Era un giorno sfortunato di luglio secondo il tradizionale calendario birmano, ricorda Yar Swe Kyin. Poche ore dopo, una delle tante mine sparse dal conflitto civile che devastava il paese uccise il marito, contadino.
“Ho sentito un’esplosione nei campi. Sapevo che era andato in quella zona ed ero preoccupata”, ha ricordato all’AFP. “Gli avevo detto di non andare”, spiega, dalla sua casa sulle colline dello Stato Shan (nord). “Non mi ha ascoltato. Ora mi restano solo un figlio e un nipote”, si lamenta.
Le mine ricoprono il territorio birmano, devastato da decenni di scontri tra esercito ed etnie ribelli, di diversa intensità a seconda dei periodi.
La violenza ha assunto un’ulteriore dimensione in seguito al colpo di stato del febbraio 2021, che ha portato alla creazione di decine di nuovi gruppi ostili alla giunta tornata al potere.
Secondo l’ultimo rapporto annuale del Landmine Monitor, pubblicato mercoledì, la Birmania è diventata il paese con il maggior numero di vittime delle mine antiuomo e dei residuati bellici esplosivi, davanti a Siria, Afghanistan e Ucraina.
228 morti nel 2023
Il testo conta almeno 228 morti e 770 feriti nel 2023. La Birmania non riconosce la Convenzione di Ottawa sulla proibizione e l’eliminazione delle mine antiuomo, di cui 164 Stati e territori sono parti.

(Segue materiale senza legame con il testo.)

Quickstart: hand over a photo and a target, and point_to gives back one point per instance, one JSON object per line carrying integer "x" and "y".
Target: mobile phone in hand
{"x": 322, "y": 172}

Nello stato orientale di Kayah, Hla Han ha perso una gamba lo scorso dicembre durante una breve escursione per raccogliere riso per nutrire sua moglie e i suoi figli.
Dopo il ritiro delle forze della giunta, ha calpestato una mina posta vicino all’ingresso di una chiesa del suo villaggio, la cui facciata è crivellata di fori di proiettile. “Quando mi sono svegliato, non sapevo come fossi caduto e ho ripreso i sensi solo un minuto dopo”, spiega il contadino 52enne.
Oramai amputato, è preoccupato per il futuro della sua famiglia di sei persone, già colpita dai tormenti di un’economia a brandelli a causa della guerra. “Dopo aver perso la gamba, non posso più lavorare. Posso solo mangiare e dormire e qualche volta vedere gli amici. Questo è tutto quello che posso fare”, descrive. “Il mio corpo non è più lo stesso, i miei pensieri non sono più gli stessi e posso fare solo quello che voglio”, continua.
Sua figlia Aye Mar ha detto di averlo implorato di non tornare al villaggio. “Quando mio padre ha perso una gamba, tutte le speranze della nostra famiglia erano svanite”, dice.
“Un aumento significativo”
“Anch’io non ho un lavoro e non posso sostenerlo finanziariamente. Mi sento una ragazza irresponsabile”, continua.
Il rapporto Landmine Monitor ha rilevato un “aumento significativo” nell’uso di mine antiuomo da parte dei militari negli ultimi anni, in particolare vicino a infrastrutture come ripetitori di telefoni cellulari e condutture.
Nello stato di Kayah, un semplice cordone dispiegato lungo una strada di campagna avverte i passanti della possibile presenza di mine nella foresta circostante.
Alcuni residenti sono tornati alle loro case dopo che la violenza si è estesa ad altre regioni, spiega Aye Mar. “Ma non oso tornare indietro”, insiste. Lei e suo padre sono tra gli oltre tre milioni di civili sfollati a causa del conflitto e registrati dalle Nazioni Unite. “A volte penso che sarebbe stato meglio se una delle parti si fosse arresa all’inizio della guerra”, dice.
Oggi, in un contesto che non lascia presagire alcun esito imminente, Hla Han cerca di accettare il motivo per cui ha commesso il gesto fatale che gli ha fatto perdere una gamba. “Dal momento in cui diventi disabile, niente è più come prima”, sussurra.